Having spent many evenings in Greenwich, being there on a sunny day for a shot like this had been high on my 'list' for a while. If you've even dabbled into architecture photography, I'm sure you've spent many days traipsing around your nearest city, probably with a particular view or building in mind. I really need to work on just heading out and seeing what I manage to come across. When I go out with my photography buddies, I always try to polish up my street photography whilst wandering around towns and cities, but really I've almost always got a particular building in the back of my mind.
If you're anything like me, you probably run through a mental tick list of where you might like to go and photograph next. Have I got that particular bridge or museum already? Have I got it with a good reflection (puddles are your friend!)? Have I got it at night? Have a got it with a sunrise/sunset? Whilst I'm not quite this methodical, there is something of the trading card collection about the way I reflect on my photography. I'm more than happy to sit in front of the same scene trying to get a good shot for hours on end, or even return the next day and try a new angle, but if I know there's that great bridge, staircase or ruin nearby then I'm itching to try somewhere new. (Obviously new conditions means different looking photos, so definitely try again tomorrow if there's rain, or a sunrise, or better clouds (there are always better clouds another day)).

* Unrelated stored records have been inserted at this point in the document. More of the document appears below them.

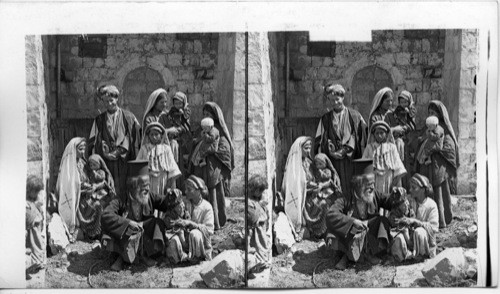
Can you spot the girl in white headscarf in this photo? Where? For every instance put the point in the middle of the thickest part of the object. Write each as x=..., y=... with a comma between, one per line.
x=71, y=182
x=297, y=174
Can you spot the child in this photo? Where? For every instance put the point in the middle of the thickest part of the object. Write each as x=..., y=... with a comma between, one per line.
x=258, y=221
x=155, y=148
x=34, y=222
x=321, y=195
x=434, y=140
x=400, y=208
x=387, y=165
x=101, y=181
x=210, y=141
x=404, y=118
x=178, y=211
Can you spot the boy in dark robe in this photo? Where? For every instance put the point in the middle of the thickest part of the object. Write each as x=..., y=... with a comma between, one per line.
x=128, y=222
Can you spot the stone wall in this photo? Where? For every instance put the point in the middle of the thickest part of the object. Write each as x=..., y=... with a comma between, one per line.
x=469, y=61
x=412, y=59
x=184, y=62
x=36, y=108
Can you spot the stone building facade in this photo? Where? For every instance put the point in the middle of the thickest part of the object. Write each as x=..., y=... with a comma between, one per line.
x=431, y=64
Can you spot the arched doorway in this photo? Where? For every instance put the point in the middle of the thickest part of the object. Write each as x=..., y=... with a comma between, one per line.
x=137, y=86
x=365, y=84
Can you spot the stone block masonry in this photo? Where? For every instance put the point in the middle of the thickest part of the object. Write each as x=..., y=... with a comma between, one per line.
x=176, y=62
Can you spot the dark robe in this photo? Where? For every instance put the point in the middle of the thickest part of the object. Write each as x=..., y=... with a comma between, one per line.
x=439, y=171
x=354, y=144
x=118, y=167
x=343, y=212
x=115, y=223
x=217, y=175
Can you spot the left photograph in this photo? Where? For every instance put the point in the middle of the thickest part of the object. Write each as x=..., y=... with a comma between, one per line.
x=136, y=161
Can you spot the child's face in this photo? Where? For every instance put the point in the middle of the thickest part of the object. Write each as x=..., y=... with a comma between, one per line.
x=380, y=135
x=206, y=129
x=178, y=104
x=319, y=164
x=155, y=137
x=94, y=165
x=403, y=102
x=179, y=209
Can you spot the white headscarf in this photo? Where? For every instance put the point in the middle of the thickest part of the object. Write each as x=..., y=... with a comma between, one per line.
x=151, y=103
x=68, y=184
x=294, y=183
x=377, y=101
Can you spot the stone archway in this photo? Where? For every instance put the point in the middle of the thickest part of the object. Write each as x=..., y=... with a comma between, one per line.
x=137, y=86
x=365, y=85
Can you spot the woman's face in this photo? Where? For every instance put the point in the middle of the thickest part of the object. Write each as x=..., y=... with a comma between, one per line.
x=192, y=193
x=416, y=191
x=207, y=113
x=80, y=150
x=94, y=165
x=386, y=103
x=161, y=103
x=155, y=137
x=178, y=104
x=380, y=135
x=433, y=112
x=306, y=149
x=403, y=102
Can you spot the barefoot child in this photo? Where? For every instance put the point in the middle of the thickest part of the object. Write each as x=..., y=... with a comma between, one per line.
x=155, y=148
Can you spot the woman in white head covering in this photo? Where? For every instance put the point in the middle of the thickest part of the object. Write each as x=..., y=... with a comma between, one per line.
x=71, y=182
x=297, y=174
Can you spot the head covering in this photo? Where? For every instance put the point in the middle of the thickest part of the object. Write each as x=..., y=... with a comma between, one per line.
x=150, y=104
x=155, y=126
x=294, y=183
x=68, y=184
x=181, y=97
x=137, y=168
x=378, y=100
x=110, y=90
x=335, y=88
x=406, y=96
x=213, y=108
x=362, y=166
x=446, y=124
x=432, y=121
x=207, y=122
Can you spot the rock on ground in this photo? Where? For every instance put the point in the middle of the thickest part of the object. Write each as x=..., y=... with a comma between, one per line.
x=407, y=275
x=187, y=277
x=225, y=271
x=261, y=279
x=446, y=267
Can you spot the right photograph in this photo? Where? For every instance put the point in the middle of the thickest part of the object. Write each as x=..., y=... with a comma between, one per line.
x=362, y=160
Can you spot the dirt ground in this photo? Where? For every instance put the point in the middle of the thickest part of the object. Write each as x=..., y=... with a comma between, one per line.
x=72, y=270
x=295, y=270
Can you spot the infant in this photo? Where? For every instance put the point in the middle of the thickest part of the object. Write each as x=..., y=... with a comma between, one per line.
x=209, y=142
x=434, y=140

Because St Paul's on its own would never be enough.
I live near London, and like to get some shots in of some of the more iconic buildings when I can, but certainly I know my photo buddies can feel similarly jaded about returning to some of their previous haunts. So imagine my delight when one of them told me about Open House London. As a move to open up the world of architecture, Open House have been working throughout cities around the world since 1992 to allow people access to otherwise unreachable areas to appreciate and understand great examples of architecture. This aims to encourage great projects of the future, as well as preserve the treasures of the past. Open House's mantra is that architecture and the public domain should become part of our education system, so that public building and open spaces can be created for and by the people, rather than being thrust upon them.

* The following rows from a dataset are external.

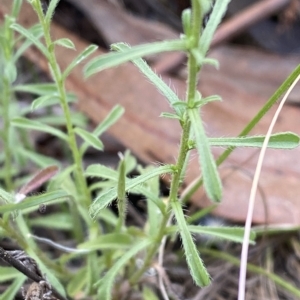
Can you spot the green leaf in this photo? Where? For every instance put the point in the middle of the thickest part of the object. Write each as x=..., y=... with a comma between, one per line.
x=186, y=21
x=106, y=283
x=122, y=201
x=37, y=31
x=37, y=88
x=148, y=294
x=58, y=221
x=104, y=198
x=154, y=78
x=215, y=18
x=35, y=201
x=11, y=292
x=235, y=234
x=211, y=179
x=77, y=282
x=89, y=138
x=170, y=116
x=16, y=8
x=49, y=273
x=114, y=115
x=104, y=172
x=195, y=264
x=31, y=37
x=35, y=125
x=39, y=159
x=10, y=72
x=111, y=241
x=6, y=197
x=64, y=42
x=82, y=56
x=44, y=101
x=282, y=140
x=116, y=58
x=49, y=100
x=50, y=11
x=101, y=171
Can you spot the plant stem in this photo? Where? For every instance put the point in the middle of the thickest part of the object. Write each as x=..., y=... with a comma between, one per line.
x=6, y=135
x=175, y=182
x=83, y=191
x=193, y=70
x=190, y=191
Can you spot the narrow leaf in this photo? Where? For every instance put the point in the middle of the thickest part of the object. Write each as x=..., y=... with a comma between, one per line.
x=89, y=138
x=195, y=264
x=82, y=56
x=215, y=18
x=122, y=201
x=106, y=283
x=37, y=32
x=38, y=88
x=64, y=42
x=11, y=292
x=35, y=125
x=211, y=179
x=31, y=37
x=283, y=140
x=235, y=234
x=111, y=241
x=114, y=115
x=35, y=201
x=44, y=101
x=106, y=197
x=116, y=58
x=107, y=173
x=154, y=78
x=16, y=8
x=50, y=10
x=169, y=116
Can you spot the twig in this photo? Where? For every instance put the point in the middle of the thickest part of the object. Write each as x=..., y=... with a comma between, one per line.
x=27, y=272
x=244, y=254
x=228, y=30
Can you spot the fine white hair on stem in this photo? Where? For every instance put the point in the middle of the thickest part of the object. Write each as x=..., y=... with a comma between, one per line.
x=244, y=254
x=58, y=246
x=160, y=263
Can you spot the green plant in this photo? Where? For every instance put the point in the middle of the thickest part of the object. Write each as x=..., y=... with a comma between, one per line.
x=119, y=244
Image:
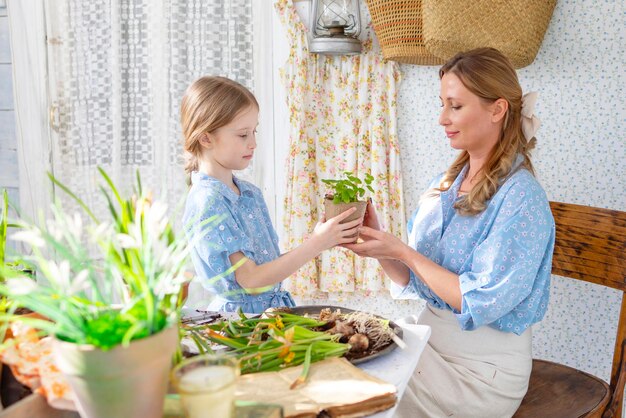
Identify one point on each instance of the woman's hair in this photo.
(208, 104)
(487, 73)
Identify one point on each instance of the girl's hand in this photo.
(330, 233)
(371, 219)
(377, 244)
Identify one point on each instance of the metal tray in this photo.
(314, 310)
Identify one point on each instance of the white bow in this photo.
(530, 122)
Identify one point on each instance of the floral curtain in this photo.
(342, 118)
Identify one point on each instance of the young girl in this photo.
(219, 119)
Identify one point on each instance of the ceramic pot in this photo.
(122, 382)
(332, 209)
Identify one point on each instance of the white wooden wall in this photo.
(8, 144)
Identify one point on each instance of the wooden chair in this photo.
(590, 246)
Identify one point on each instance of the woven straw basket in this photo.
(515, 27)
(398, 27)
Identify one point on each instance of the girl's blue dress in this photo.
(242, 223)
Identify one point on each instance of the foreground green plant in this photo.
(108, 282)
(349, 189)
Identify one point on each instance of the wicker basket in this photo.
(515, 27)
(398, 27)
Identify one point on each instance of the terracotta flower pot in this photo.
(121, 382)
(332, 209)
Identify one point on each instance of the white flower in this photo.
(21, 286)
(30, 236)
(126, 241)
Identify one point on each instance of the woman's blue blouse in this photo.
(241, 223)
(503, 255)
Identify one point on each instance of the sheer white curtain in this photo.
(99, 83)
(118, 70)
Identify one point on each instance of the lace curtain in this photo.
(118, 70)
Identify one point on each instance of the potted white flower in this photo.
(111, 296)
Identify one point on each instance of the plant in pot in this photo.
(109, 291)
(11, 390)
(347, 193)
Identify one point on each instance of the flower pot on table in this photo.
(123, 381)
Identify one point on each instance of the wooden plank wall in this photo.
(8, 144)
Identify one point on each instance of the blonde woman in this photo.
(480, 248)
(219, 118)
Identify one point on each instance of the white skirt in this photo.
(482, 373)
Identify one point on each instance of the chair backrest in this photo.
(591, 246)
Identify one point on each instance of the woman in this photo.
(480, 248)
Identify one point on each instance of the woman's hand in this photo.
(371, 219)
(377, 244)
(330, 233)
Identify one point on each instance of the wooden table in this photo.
(395, 367)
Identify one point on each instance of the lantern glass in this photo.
(336, 18)
(335, 27)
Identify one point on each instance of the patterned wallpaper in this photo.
(580, 158)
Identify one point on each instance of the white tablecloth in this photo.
(397, 366)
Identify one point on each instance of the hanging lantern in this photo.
(335, 27)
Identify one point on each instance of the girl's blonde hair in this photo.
(208, 104)
(487, 73)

This year, there were a number of key buildings open to the public, from construction sites for Crossrail, through the Royal College of Physicians to older buildings such as Temple Church. Rather predictably from someone who used to walk to Uni along the south bank, I chose to go to look around London City Hall, otherwise known as the Mayor's Office (or the egg, the woodlouse, the motorcycle helmet, the glass testicle (thank you Ken) or indeed the glass gonad (thank you Boris). For those who don't know, City Hall is a predominantly glass building, which architecturally presents an interesting shape in that it purports to have an energy saving shape (which is made somewhat ridiculous when you make a building out of glass). It also has two exceptional features for the budding photographer.

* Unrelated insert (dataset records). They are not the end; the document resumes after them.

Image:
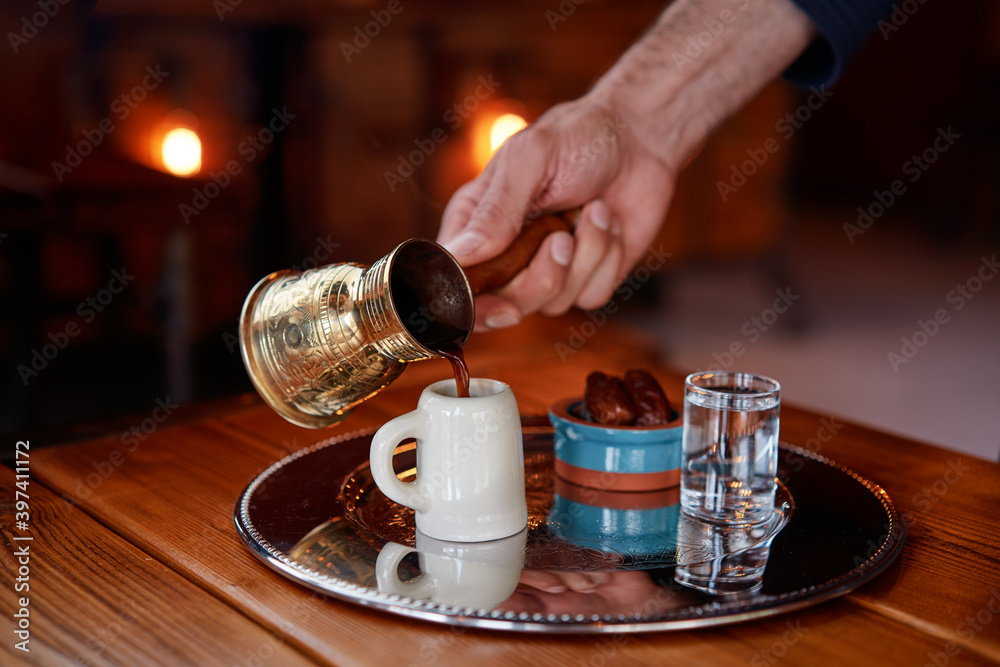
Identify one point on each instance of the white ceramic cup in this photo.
(459, 574)
(470, 462)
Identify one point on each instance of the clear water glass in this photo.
(730, 447)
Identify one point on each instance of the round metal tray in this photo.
(588, 562)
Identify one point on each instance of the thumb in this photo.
(496, 216)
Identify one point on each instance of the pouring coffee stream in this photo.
(318, 343)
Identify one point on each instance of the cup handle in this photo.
(387, 574)
(411, 425)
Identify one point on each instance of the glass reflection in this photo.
(725, 559)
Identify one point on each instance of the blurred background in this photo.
(157, 158)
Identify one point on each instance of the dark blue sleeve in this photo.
(843, 26)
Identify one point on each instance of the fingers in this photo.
(488, 213)
(596, 260)
(545, 275)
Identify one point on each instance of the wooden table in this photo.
(134, 557)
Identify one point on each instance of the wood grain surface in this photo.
(150, 530)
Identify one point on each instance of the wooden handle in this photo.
(497, 272)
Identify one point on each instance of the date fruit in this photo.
(607, 400)
(651, 404)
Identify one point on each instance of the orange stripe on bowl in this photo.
(617, 481)
(618, 500)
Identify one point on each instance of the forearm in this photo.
(700, 62)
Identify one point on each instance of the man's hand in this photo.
(581, 152)
(618, 150)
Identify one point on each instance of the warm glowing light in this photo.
(181, 151)
(503, 127)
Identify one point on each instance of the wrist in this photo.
(700, 62)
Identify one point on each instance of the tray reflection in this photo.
(589, 560)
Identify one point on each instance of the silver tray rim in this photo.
(714, 613)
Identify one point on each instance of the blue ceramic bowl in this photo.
(617, 458)
(631, 524)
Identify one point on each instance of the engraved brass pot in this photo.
(317, 343)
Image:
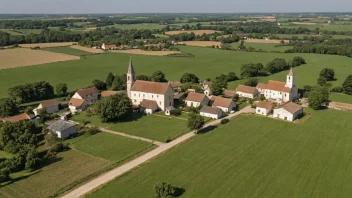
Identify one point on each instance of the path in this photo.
(131, 136)
(118, 171)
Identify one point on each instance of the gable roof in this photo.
(17, 118)
(265, 104)
(76, 102)
(210, 110)
(246, 89)
(61, 125)
(291, 107)
(49, 103)
(87, 91)
(221, 102)
(150, 87)
(195, 97)
(148, 104)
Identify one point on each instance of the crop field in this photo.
(270, 158)
(151, 126)
(20, 57)
(71, 166)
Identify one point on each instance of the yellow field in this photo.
(21, 57)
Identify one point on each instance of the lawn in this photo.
(67, 50)
(150, 126)
(270, 158)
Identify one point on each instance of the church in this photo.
(280, 92)
(149, 96)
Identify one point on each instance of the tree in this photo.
(158, 76)
(110, 79)
(8, 107)
(195, 122)
(189, 78)
(297, 61)
(347, 85)
(61, 89)
(100, 85)
(114, 108)
(327, 73)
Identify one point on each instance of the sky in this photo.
(170, 6)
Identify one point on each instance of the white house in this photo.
(51, 106)
(280, 92)
(63, 129)
(225, 104)
(264, 108)
(90, 95)
(196, 99)
(246, 91)
(138, 90)
(288, 111)
(211, 112)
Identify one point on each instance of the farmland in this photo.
(268, 159)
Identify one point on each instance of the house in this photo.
(90, 95)
(211, 112)
(77, 105)
(281, 92)
(20, 117)
(139, 90)
(108, 47)
(51, 106)
(264, 108)
(288, 111)
(63, 129)
(246, 91)
(196, 99)
(225, 104)
(229, 93)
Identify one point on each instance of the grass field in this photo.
(206, 63)
(150, 126)
(270, 158)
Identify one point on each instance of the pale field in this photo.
(264, 41)
(201, 43)
(21, 57)
(142, 52)
(197, 32)
(87, 49)
(46, 45)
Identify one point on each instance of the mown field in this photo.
(206, 63)
(253, 156)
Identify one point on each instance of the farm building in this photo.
(196, 99)
(264, 108)
(288, 111)
(211, 112)
(225, 104)
(51, 106)
(246, 91)
(63, 129)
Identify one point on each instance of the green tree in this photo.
(327, 73)
(347, 85)
(189, 78)
(158, 76)
(8, 107)
(61, 89)
(110, 79)
(114, 108)
(195, 122)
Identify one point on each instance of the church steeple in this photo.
(130, 78)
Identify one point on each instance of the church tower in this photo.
(290, 79)
(130, 78)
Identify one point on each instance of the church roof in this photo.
(150, 87)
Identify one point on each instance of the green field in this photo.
(150, 126)
(67, 50)
(253, 156)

Long exposure of Tower Bridge from the balcony of City Hall
The first of these is the superb balcony, which whilst nowhere near as high as the Sky Garden or the Shard, does beautifully overlook Tower Bridge. If you choose to visit City Hall during next year's Open House, I would get there early, as the queue was long, and the balcony crowded. Many a selfie stick was present, but if you were patient you could get a good position overlooking your intended target. Interestingly, very few people took tripods (I had feared a museum style argument with security, but there was none), but there was easily enough space to use a travel tripod up here. I wouldn't recommend a gorrilapod in this instance, the sheer footfall and amount of small children made handrail stability near impossible.
It wasn't all about Tower Bridge But it was largely about the bridge. Tick!
The second view familiar to anyone trawling for photos from London would involve the staircase inside City Hall. this is one continuous helical construction, allowing for sweeping views up and down, and beautiful reflections in all the surrounding glass. Many would come I'm sure just for the staircase. On the day, this was pretty hectic too, but with a bit of patience you can get some clearer moments if that's what you're after. Had I been more persistent, I would have been getting out the filters and going for some long exposures, but then I guess that's what next year's for...
View down the famous staircase, remember those leading lines! The one I came for.
The clouds seemd to align more for this shot; patience is always key. I loved the way the reflections caught of people walking down too. I couldn't resist homing in on the reflections, it's always worth trying to pick up on the incidental details when looking at the bigger picture.